I began to act out and live by my own rules. I wasn’t the class clown; I was the class terror. Cursing out the professors, getting into fights, cutting class, smoking weed, and the like. I even remember getting picked on by the special-ed students and fighting back in the craziest ways possible to make them leave me alone. I was getting bullied, and unfortunately, to fit in, I was also a bully.

During this point, I was put on one of the most powerful drugs on the market called Clozaril, an atypical antipsychotic, usually used as a last ditch effort to treat the most severe cases of psychosis. Its list of side-effects are horrendous, but the worst required me to take a blood test to check my white blood cell count. Besides killing off my white blood cells, my weight ballooned to 300 pounds.

When I was taken off Clozaril my life changed. I suddenly became a new person, mentally and physically. My therapist describes me as waking up, as if a whole new person arrived, as if I had been living in a bubble all these years. My life started to transform. I became more socially active, lost 100 pounds, gained friends, and a girlfriend. Amazing things started to happen.

I relapsed in 2011 and was hospitalized three times that year. I emerged with a new vision, but unfortunately I was heavily medicated, and regained all of the weight I had lost.
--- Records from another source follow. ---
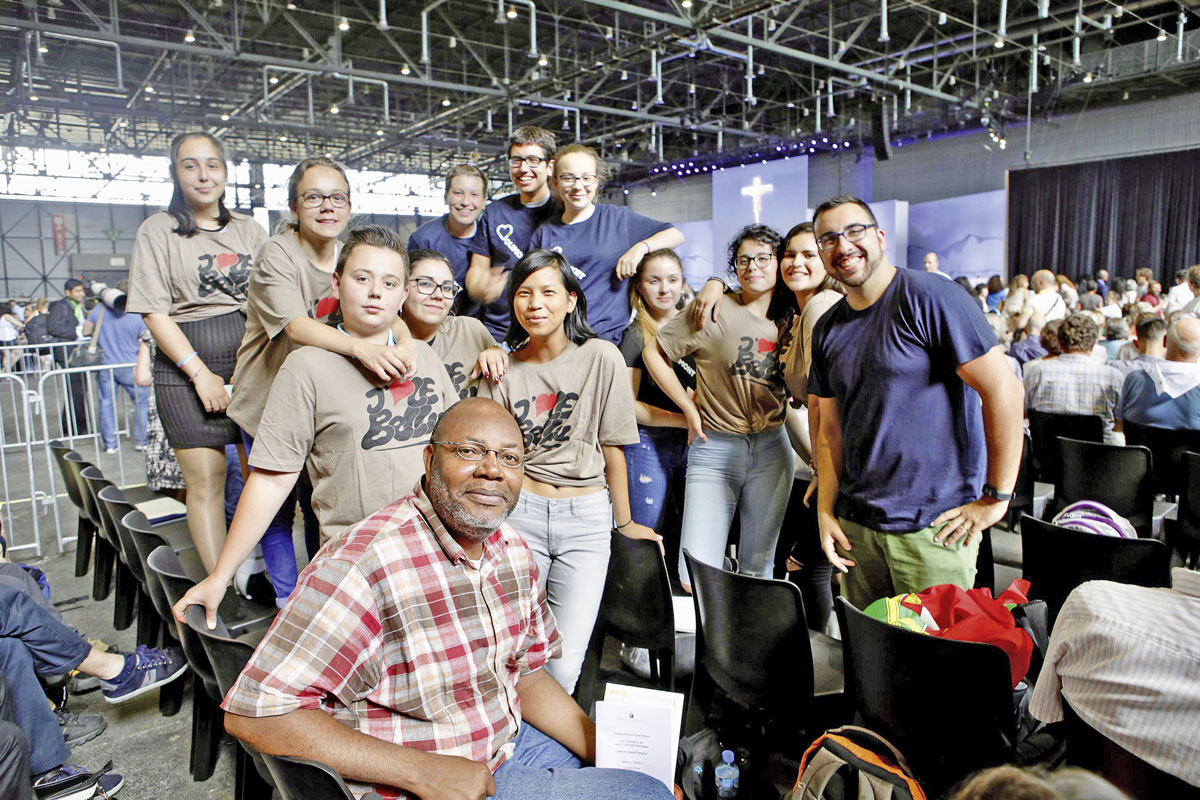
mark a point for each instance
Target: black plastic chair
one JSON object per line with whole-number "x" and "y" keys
{"x": 947, "y": 705}
{"x": 228, "y": 656}
{"x": 1047, "y": 427}
{"x": 299, "y": 779}
{"x": 753, "y": 643}
{"x": 1167, "y": 446}
{"x": 1056, "y": 559}
{"x": 1117, "y": 476}
{"x": 87, "y": 529}
{"x": 636, "y": 609}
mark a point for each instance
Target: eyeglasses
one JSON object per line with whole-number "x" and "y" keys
{"x": 313, "y": 199}
{"x": 533, "y": 161}
{"x": 471, "y": 451}
{"x": 429, "y": 286}
{"x": 568, "y": 179}
{"x": 762, "y": 260}
{"x": 853, "y": 233}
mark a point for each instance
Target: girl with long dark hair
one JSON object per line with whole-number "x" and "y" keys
{"x": 189, "y": 276}
{"x": 570, "y": 394}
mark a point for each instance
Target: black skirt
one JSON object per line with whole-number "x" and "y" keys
{"x": 187, "y": 425}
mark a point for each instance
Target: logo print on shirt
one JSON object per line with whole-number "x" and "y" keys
{"x": 757, "y": 360}
{"x": 504, "y": 233}
{"x": 228, "y": 272}
{"x": 402, "y": 411}
{"x": 556, "y": 429}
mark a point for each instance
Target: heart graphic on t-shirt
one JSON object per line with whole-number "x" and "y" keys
{"x": 544, "y": 403}
{"x": 400, "y": 390}
{"x": 325, "y": 306}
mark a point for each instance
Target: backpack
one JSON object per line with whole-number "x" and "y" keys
{"x": 1093, "y": 517}
{"x": 852, "y": 762}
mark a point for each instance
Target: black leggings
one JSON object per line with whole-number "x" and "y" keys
{"x": 801, "y": 539}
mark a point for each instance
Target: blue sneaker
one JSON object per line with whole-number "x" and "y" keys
{"x": 145, "y": 669}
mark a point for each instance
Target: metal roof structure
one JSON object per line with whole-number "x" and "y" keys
{"x": 407, "y": 86}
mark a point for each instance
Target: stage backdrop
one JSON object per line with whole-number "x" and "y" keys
{"x": 775, "y": 194}
{"x": 967, "y": 234}
{"x": 1120, "y": 214}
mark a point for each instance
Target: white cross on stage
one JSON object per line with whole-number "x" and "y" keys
{"x": 756, "y": 190}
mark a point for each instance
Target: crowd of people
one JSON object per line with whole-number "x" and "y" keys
{"x": 463, "y": 420}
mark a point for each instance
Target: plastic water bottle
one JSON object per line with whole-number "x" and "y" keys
{"x": 726, "y": 776}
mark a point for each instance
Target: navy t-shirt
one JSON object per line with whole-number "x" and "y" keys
{"x": 593, "y": 247}
{"x": 911, "y": 429}
{"x": 503, "y": 235}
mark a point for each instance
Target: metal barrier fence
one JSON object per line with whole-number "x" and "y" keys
{"x": 31, "y": 479}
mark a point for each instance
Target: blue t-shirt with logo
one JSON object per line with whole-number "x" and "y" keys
{"x": 593, "y": 247}
{"x": 503, "y": 235}
{"x": 911, "y": 429}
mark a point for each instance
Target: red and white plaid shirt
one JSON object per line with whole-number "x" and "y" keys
{"x": 397, "y": 633}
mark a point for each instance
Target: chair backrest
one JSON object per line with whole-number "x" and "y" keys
{"x": 947, "y": 705}
{"x": 1056, "y": 559}
{"x": 637, "y": 594}
{"x": 165, "y": 565}
{"x": 299, "y": 779}
{"x": 60, "y": 450}
{"x": 1047, "y": 427}
{"x": 753, "y": 639}
{"x": 1119, "y": 476}
{"x": 1168, "y": 447}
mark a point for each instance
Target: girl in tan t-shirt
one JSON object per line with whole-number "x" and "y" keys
{"x": 571, "y": 396}
{"x": 187, "y": 278}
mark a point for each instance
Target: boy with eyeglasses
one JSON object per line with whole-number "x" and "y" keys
{"x": 921, "y": 417}
{"x": 508, "y": 223}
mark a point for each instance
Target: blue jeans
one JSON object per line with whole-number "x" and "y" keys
{"x": 570, "y": 540}
{"x": 751, "y": 473}
{"x": 653, "y": 464}
{"x": 34, "y": 642}
{"x": 138, "y": 395}
{"x": 541, "y": 768}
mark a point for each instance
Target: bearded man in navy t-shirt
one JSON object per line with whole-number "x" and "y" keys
{"x": 921, "y": 426}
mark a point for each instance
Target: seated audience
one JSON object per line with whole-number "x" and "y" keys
{"x": 1074, "y": 383}
{"x": 1126, "y": 660}
{"x": 412, "y": 653}
{"x": 1165, "y": 394}
{"x": 1150, "y": 346}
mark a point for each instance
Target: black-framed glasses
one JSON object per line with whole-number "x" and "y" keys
{"x": 429, "y": 286}
{"x": 472, "y": 451}
{"x": 533, "y": 161}
{"x": 312, "y": 199}
{"x": 852, "y": 233}
{"x": 762, "y": 260}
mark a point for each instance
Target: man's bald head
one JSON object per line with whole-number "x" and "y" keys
{"x": 1183, "y": 340}
{"x": 1042, "y": 280}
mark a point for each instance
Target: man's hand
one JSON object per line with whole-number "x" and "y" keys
{"x": 707, "y": 301}
{"x": 969, "y": 521}
{"x": 450, "y": 777}
{"x": 832, "y": 535}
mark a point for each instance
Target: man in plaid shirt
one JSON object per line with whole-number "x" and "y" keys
{"x": 409, "y": 657}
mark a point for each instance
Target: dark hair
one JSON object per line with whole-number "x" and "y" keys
{"x": 1079, "y": 334}
{"x": 533, "y": 134}
{"x": 843, "y": 199}
{"x": 576, "y": 323}
{"x": 372, "y": 236}
{"x": 298, "y": 175}
{"x": 415, "y": 256}
{"x": 185, "y": 223}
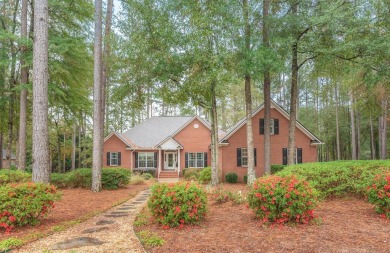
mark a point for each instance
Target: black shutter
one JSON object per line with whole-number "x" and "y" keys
{"x": 255, "y": 156}
{"x": 284, "y": 156}
{"x": 108, "y": 158}
{"x": 299, "y": 155}
{"x": 239, "y": 157}
{"x": 276, "y": 126}
{"x": 186, "y": 159}
{"x": 261, "y": 123}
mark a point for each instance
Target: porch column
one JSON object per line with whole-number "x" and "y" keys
{"x": 159, "y": 161}
{"x": 178, "y": 163}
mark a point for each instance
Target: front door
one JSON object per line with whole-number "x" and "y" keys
{"x": 170, "y": 159}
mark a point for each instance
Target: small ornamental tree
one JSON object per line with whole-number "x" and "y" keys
{"x": 379, "y": 194}
{"x": 280, "y": 200}
{"x": 24, "y": 204}
{"x": 177, "y": 204}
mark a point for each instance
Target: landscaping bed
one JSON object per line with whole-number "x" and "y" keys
{"x": 75, "y": 205}
{"x": 342, "y": 225}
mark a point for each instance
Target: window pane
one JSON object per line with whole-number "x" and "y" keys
{"x": 114, "y": 158}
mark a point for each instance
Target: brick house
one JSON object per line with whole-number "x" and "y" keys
{"x": 170, "y": 144}
{"x": 233, "y": 151}
{"x": 164, "y": 144}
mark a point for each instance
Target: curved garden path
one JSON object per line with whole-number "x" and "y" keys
{"x": 111, "y": 231}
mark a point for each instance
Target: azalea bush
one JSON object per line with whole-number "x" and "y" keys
{"x": 379, "y": 194}
{"x": 339, "y": 178}
{"x": 25, "y": 204}
{"x": 177, "y": 204}
{"x": 280, "y": 200}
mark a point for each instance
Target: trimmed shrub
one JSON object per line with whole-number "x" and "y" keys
{"x": 178, "y": 204}
{"x": 276, "y": 168}
{"x": 231, "y": 177}
{"x": 112, "y": 178}
{"x": 205, "y": 175}
{"x": 14, "y": 176}
{"x": 341, "y": 178}
{"x": 191, "y": 174}
{"x": 25, "y": 204}
{"x": 147, "y": 176}
{"x": 221, "y": 195}
{"x": 280, "y": 200}
{"x": 137, "y": 180}
{"x": 379, "y": 194}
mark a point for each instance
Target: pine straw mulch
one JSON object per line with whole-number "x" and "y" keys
{"x": 342, "y": 225}
{"x": 75, "y": 205}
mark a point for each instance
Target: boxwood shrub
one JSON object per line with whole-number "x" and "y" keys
{"x": 112, "y": 178}
{"x": 379, "y": 194}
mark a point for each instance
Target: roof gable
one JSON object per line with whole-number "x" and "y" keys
{"x": 242, "y": 122}
{"x": 120, "y": 137}
{"x": 156, "y": 130}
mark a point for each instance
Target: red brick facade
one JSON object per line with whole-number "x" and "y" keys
{"x": 194, "y": 137}
{"x": 228, "y": 153}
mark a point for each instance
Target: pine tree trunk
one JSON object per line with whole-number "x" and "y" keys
{"x": 23, "y": 92}
{"x": 267, "y": 96}
{"x": 248, "y": 100}
{"x": 294, "y": 96}
{"x": 337, "y": 123}
{"x": 97, "y": 99}
{"x": 214, "y": 136}
{"x": 353, "y": 129}
{"x": 106, "y": 59}
{"x": 372, "y": 139}
{"x": 383, "y": 129}
{"x": 74, "y": 148}
{"x": 40, "y": 151}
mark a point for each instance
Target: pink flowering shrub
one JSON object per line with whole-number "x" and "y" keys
{"x": 280, "y": 200}
{"x": 379, "y": 194}
{"x": 177, "y": 204}
{"x": 24, "y": 204}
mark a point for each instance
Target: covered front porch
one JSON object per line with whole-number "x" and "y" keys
{"x": 169, "y": 158}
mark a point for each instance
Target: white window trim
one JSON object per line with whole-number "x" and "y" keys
{"x": 116, "y": 159}
{"x": 242, "y": 156}
{"x": 295, "y": 155}
{"x": 195, "y": 160}
{"x": 147, "y": 157}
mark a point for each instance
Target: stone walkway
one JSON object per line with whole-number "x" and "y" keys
{"x": 111, "y": 231}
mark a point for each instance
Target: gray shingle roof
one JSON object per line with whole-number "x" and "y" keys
{"x": 153, "y": 131}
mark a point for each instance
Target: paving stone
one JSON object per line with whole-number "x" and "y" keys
{"x": 119, "y": 213}
{"x": 76, "y": 243}
{"x": 127, "y": 208}
{"x": 105, "y": 222}
{"x": 94, "y": 230}
{"x": 116, "y": 215}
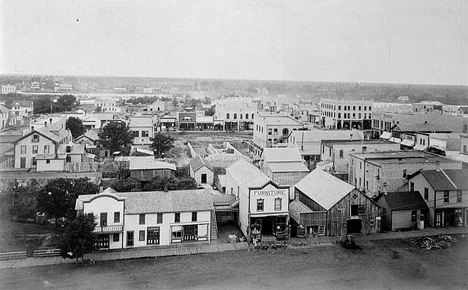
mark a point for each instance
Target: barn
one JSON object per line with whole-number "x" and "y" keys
{"x": 335, "y": 208}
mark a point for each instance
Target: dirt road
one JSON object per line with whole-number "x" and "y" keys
{"x": 374, "y": 267}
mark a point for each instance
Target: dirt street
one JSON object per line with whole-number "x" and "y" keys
{"x": 381, "y": 265}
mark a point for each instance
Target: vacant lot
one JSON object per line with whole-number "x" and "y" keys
{"x": 375, "y": 266}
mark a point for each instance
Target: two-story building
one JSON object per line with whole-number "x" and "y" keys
{"x": 152, "y": 218}
{"x": 445, "y": 192}
{"x": 378, "y": 172}
{"x": 334, "y": 207}
{"x": 271, "y": 130}
{"x": 38, "y": 141}
{"x": 263, "y": 204}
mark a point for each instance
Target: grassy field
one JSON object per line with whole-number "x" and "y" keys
{"x": 375, "y": 266}
{"x": 15, "y": 236}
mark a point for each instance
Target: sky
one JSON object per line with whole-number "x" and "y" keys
{"x": 410, "y": 41}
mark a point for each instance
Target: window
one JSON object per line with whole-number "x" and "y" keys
{"x": 277, "y": 204}
{"x": 130, "y": 239}
{"x": 152, "y": 237}
{"x": 260, "y": 204}
{"x": 103, "y": 219}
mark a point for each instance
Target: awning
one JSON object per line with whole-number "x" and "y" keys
{"x": 386, "y": 135}
{"x": 395, "y": 140}
{"x": 407, "y": 142}
{"x": 420, "y": 147}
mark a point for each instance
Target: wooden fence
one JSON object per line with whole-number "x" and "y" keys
{"x": 13, "y": 255}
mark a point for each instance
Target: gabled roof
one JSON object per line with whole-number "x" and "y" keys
{"x": 171, "y": 201}
{"x": 198, "y": 162}
{"x": 446, "y": 179}
{"x": 44, "y": 132}
{"x": 324, "y": 188}
{"x": 246, "y": 173}
{"x": 287, "y": 154}
{"x": 407, "y": 200}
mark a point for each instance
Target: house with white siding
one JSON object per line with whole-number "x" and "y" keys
{"x": 152, "y": 218}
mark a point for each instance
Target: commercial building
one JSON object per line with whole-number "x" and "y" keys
{"x": 272, "y": 130}
{"x": 335, "y": 208}
{"x": 142, "y": 219}
{"x": 263, "y": 205}
{"x": 378, "y": 172}
{"x": 346, "y": 114}
{"x": 445, "y": 192}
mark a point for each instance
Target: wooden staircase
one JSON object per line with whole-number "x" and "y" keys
{"x": 214, "y": 226}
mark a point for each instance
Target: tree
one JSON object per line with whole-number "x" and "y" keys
{"x": 75, "y": 125}
{"x": 162, "y": 143}
{"x": 57, "y": 199}
{"x": 77, "y": 238}
{"x": 115, "y": 136}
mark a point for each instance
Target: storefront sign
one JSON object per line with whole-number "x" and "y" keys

Still set on my mission, I eventually got off of another antipsychotic, Zyprexa, and lost the hundred pounds once again.

During this time, I ran support groups, threw the craziest parties, hiked, bowled, played pool, anything and everything, with a group of friends I will love for life. I credit two “Meetup” groups for my recovery: NYCDSG (New York City Depression Support Group) and, first and foremost, the New York Shyness and Social Anxiety Meetup Group. Through these social interactions I have lived several lifetimes in a matter of years. 

In January of 2016, I enrolled in the Howie the Harp Peer Advocacy Program. The training was like no other. Every day was a struggle, but also a gift. I began to realize that all of the things I went through had a meaning and purpose. I needed to suffer so that I could help decrease the suffering of others. The training was awesome and the people I met even more so. 

One day a friend messaged me about an Open Mic Night hosted by the Urban Justice Center, the law office I’m currently writing from. If I learned anything, it is that experiences, both good and bad, will prepare you for the future. Sometimes in life, our future works out based upon our plans and sometimes it doesn't. I often reminisce about my friend Faigy, and the times I went to visit her in the hospital. I know she would want me to continue to help others as I helped her and to never let go.